Crónica dos acontecimentos e medidas tomadas em Coimbra nos dias 26 e 27 de Junho de 1808





Coimbra, 27 de Junho.


O dia de Domingo 26 de Junho será hum dia memorável nos fastos de Coimbra. Recebeu-se notícia de ofício de ter Loison entrado no dia 25 de tarde na cidade de Viseu, e que se encaminhava para Coimbra. As almas fortes e generosas reuniram-se junto do Excelentíssimo Senhor Governador, e tomaram-se grandes medidas de defesa. Mandaram-se pôr em armas todos os povos que bordam a estrada de Mortágua para Coimbra, e igualmente os que habitam desde a Ponte da Mucela até à mesma cidade; e repartiu-se com eles alguma pólvora. Ordenou-se que se abrissem grandes fossos em ambas as estradas, que se cortassem os pinheiros e outras grandes árvores, que as entulhassem, enfim, que as tornassem impraticáveis por todos os meios possíveis. Mandaram-se vir todas as Ordenanças da Comarca, e já na segunda-feira entraram mais de 8.000 armados de piques e roçadoras, e de muitas espingardas que tinham escapado à ordem dos nossos cobardes opressores, que as tinham mandado entregar. Deitou-se um bando [=aviso público], para que todos os moradores se munissem com muitas pedras, cal viva e lume aceso para terem pronta água a ferver, para que se o inimigo pudesse escapar aos ataques exteriores  morresse dentro da cidade. Mandou-se igualmente que se fizessem entrincheiramentos com barricas, cadeiras, estacas, etc., nas bocas das ruas por onde o inimigo podia entrar. Confiou-se esse trabalho aos moradores de cada rua; mas uma reflexão mais sossegada lembrou, que noutras iguais circunstâncias se devem incumbir tais entrincheiramentos a uma companhia de homens, e que se dê um Chefe, que fique responsável pela execução das ordens. Mandaram-se pôr luminárias para que se visse o que se fazia pelas ruas, e para que em caso de algum rebate falso os portugueses não [se] atacassem uns aos outros. Mas é evidente que, no caso de chegar o inimigo, as luminárias se deviam apagar, pois lhe eram muito mais úteis do que aos próprios moradores, que não poderiam combatê-lo tanto a coberto das portas, das janelas e dos telhados; quanto mais o inimigo certamente não havia de tentar a entrada de noite. 
Determinou-se enfim que as mulheres e crianças se recolhessem a suas casas; e que o sinal do rebate verdadeiro seria dado pelos sinos da Universidade, e sendo de noite, seria acompanhado de um farol posto na sua torre.

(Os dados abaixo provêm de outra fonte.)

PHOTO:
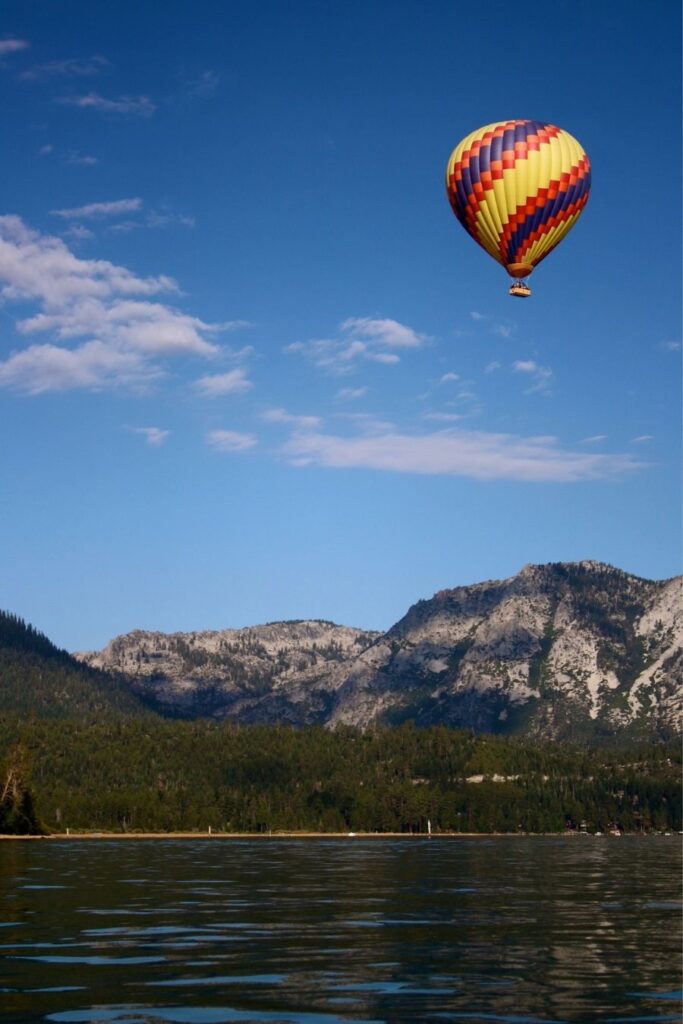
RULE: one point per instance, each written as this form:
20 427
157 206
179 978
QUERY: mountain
260 674
37 678
563 650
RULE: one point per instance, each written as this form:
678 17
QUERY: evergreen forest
80 752
157 775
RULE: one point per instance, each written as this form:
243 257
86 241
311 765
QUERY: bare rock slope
559 650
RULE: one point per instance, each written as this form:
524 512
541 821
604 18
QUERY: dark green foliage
151 774
37 678
17 816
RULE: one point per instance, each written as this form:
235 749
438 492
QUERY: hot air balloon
518 187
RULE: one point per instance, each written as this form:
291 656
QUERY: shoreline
152 836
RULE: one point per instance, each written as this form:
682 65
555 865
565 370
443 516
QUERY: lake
325 931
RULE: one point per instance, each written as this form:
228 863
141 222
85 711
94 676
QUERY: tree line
144 773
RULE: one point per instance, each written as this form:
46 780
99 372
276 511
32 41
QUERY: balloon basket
520 290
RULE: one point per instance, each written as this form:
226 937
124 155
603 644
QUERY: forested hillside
148 774
39 679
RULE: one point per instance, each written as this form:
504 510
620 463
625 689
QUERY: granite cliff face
251 675
566 650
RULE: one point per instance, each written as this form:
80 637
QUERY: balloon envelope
518 187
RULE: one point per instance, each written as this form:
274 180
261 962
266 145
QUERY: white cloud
11 45
105 306
136 105
230 440
94 211
79 232
361 338
153 435
154 218
351 393
388 333
542 376
477 455
216 385
299 422
73 68
443 417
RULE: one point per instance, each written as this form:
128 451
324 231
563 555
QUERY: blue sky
251 367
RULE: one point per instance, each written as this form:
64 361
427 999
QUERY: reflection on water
518 930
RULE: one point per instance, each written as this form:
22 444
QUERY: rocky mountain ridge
567 650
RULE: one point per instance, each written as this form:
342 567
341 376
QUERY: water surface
517 930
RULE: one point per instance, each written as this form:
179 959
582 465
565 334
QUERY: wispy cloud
230 440
153 435
79 232
217 385
443 417
95 211
299 422
351 393
154 219
125 329
93 367
140 107
71 68
541 376
11 45
387 333
361 338
476 455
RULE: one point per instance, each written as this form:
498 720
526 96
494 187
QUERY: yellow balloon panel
518 187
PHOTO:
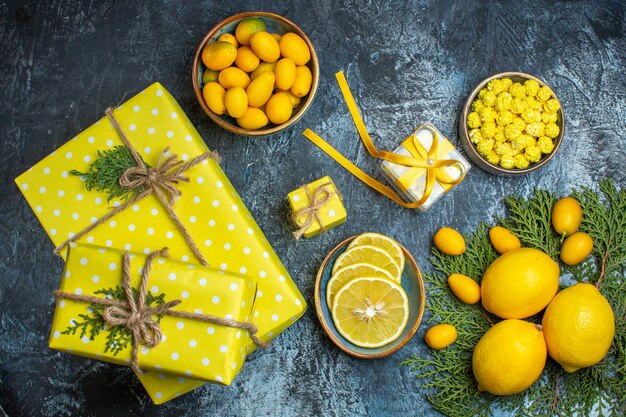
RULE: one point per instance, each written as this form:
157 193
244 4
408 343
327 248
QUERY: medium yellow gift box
188 347
208 206
316 207
411 182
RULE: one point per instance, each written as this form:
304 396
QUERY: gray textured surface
63 62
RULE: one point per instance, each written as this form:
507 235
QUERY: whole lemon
295 48
252 119
509 357
236 101
579 326
233 77
519 283
449 241
465 288
260 89
566 216
219 55
503 240
285 72
440 336
248 27
265 46
279 108
246 59
576 248
213 94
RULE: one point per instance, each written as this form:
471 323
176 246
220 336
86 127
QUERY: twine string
138 318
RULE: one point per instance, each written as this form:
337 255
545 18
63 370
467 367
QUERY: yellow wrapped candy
316 207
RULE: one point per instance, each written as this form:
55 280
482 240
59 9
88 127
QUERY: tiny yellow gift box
208 206
448 167
316 207
188 347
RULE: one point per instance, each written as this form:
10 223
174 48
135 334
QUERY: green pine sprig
118 337
104 173
446 375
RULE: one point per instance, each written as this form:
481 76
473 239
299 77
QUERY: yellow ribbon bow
421 159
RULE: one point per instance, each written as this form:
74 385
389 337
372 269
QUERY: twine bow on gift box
322 195
160 181
420 161
137 316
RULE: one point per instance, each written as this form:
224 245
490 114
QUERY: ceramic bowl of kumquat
255 73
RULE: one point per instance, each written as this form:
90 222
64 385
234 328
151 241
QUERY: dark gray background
408 62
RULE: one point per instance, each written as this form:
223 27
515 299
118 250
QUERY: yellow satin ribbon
424 160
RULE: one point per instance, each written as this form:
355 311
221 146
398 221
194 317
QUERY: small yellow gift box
188 347
316 207
413 182
208 207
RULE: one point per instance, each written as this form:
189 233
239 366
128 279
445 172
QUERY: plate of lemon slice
369 295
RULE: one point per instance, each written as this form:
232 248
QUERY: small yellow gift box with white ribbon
316 207
178 197
413 183
424 168
154 313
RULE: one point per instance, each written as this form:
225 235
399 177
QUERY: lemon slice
370 255
370 312
349 272
392 247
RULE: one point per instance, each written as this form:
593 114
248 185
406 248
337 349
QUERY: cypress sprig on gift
118 337
104 173
446 375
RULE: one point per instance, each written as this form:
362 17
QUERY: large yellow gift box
188 347
209 208
412 182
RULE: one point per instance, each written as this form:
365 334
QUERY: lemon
278 108
265 46
503 240
440 336
246 59
252 119
233 77
263 67
295 48
236 101
465 288
449 241
345 274
370 312
248 27
285 72
566 216
519 283
370 255
579 326
260 89
213 94
219 55
392 247
230 38
576 248
302 84
509 357
209 76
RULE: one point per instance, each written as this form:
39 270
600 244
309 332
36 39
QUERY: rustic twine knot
160 181
138 317
316 201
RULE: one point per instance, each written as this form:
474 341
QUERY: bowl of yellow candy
512 123
255 73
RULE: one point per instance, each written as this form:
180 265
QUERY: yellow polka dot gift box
204 202
92 315
316 207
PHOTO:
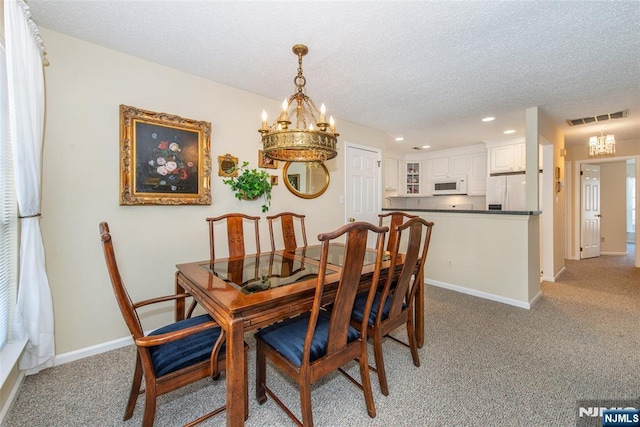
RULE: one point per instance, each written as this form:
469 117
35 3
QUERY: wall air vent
600 118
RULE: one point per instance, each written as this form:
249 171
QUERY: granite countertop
475 211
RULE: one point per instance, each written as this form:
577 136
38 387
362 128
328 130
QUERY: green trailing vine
250 184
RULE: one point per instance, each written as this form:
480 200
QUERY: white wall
85 84
613 208
487 255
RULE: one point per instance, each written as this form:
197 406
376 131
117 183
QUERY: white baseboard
11 397
480 294
71 356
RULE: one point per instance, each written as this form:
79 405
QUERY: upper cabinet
477 182
507 158
411 178
391 175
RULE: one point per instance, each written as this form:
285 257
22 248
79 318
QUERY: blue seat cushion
361 301
287 337
175 355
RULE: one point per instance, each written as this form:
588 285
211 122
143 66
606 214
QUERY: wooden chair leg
135 389
261 374
377 352
366 382
246 386
305 403
413 342
149 405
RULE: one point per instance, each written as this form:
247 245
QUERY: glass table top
255 273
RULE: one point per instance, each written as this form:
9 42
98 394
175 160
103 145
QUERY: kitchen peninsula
486 253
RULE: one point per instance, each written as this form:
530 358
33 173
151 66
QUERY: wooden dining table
253 291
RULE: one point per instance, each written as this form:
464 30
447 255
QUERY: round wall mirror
306 181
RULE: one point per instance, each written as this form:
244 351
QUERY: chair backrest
122 296
418 236
235 233
395 218
352 268
287 224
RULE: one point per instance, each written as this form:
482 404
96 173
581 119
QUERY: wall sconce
557 177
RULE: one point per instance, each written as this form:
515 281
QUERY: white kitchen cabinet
391 175
508 158
411 178
477 182
447 167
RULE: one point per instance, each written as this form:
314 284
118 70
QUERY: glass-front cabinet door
411 178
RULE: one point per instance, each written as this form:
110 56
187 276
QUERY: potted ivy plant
250 184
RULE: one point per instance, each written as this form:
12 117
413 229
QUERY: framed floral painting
164 159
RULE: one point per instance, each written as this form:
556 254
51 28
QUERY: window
8 214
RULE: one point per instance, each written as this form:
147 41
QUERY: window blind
8 214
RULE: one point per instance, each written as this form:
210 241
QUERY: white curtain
34 310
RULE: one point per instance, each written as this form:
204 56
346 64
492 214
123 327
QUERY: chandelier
602 145
311 139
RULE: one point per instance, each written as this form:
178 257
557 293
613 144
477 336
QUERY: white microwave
443 186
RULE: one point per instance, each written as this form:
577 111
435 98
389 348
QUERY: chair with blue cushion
398 293
394 218
312 345
288 227
169 357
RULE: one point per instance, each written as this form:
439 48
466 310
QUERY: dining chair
398 294
172 356
235 233
394 218
316 343
288 227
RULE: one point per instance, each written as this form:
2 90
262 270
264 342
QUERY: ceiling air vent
600 118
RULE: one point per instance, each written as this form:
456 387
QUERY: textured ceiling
428 71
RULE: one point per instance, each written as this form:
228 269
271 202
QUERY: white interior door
590 204
363 189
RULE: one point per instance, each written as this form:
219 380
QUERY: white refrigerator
507 192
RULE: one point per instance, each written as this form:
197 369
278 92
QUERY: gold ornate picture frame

Os cobardes, e talvez alguns ocultos partidistas franceses julgam que, se Loison descesse de Viseu directamente a Coimbra, conquistaria esta cidade; estão porém perfeitamente enganados, e medem o coração dos outros pela fraqueza do seu; havia grande número de homens denodados, principalmente dos Eclesiásticos e dos Académicos, que tinham determinado pôr-se à testa dos diversos Esquadrões das Ordenanças e do Povo, meterem-se de emboscada nos arrabaldes da cidade, e dentro das travessas e dos becos, e arremessarem-se sobre o flanco dos franceses.
O Excelentíssimo Senhor Governador, tendo mandado chamar a todos os Ministros da terra, quais são Dr. Juiz de Fora, o Dr. Juiz do Crime, o Dr. Corregedor, o Dr. Provedor e o Dr. Vice-Conservador da Universidade, a fim de cooperarem com ele para uma tão justa e gloriosa causa. Estes se prestaram logo, incumbindo-se e executando cada um com toda a prontidão, fidelidade e patriotismo todas as Comissões que lhes têm sido encarregadas; e trabalhando todos com a maior actividade e zelo possível a respeito de um objecto de tanta consideração e importância; e animando a todos com o seu exemplo de praticarem o mesmo. De entre eles foi eleito para Juiz dos Réus de Polícia e Inconfidência o Dr. Provedor Miguel Borges Tavares de Azevedo Gouveia e Castro, o qual tem servido com toda a circunspecção e vigilância um cargo do maior melindre e ponderação. 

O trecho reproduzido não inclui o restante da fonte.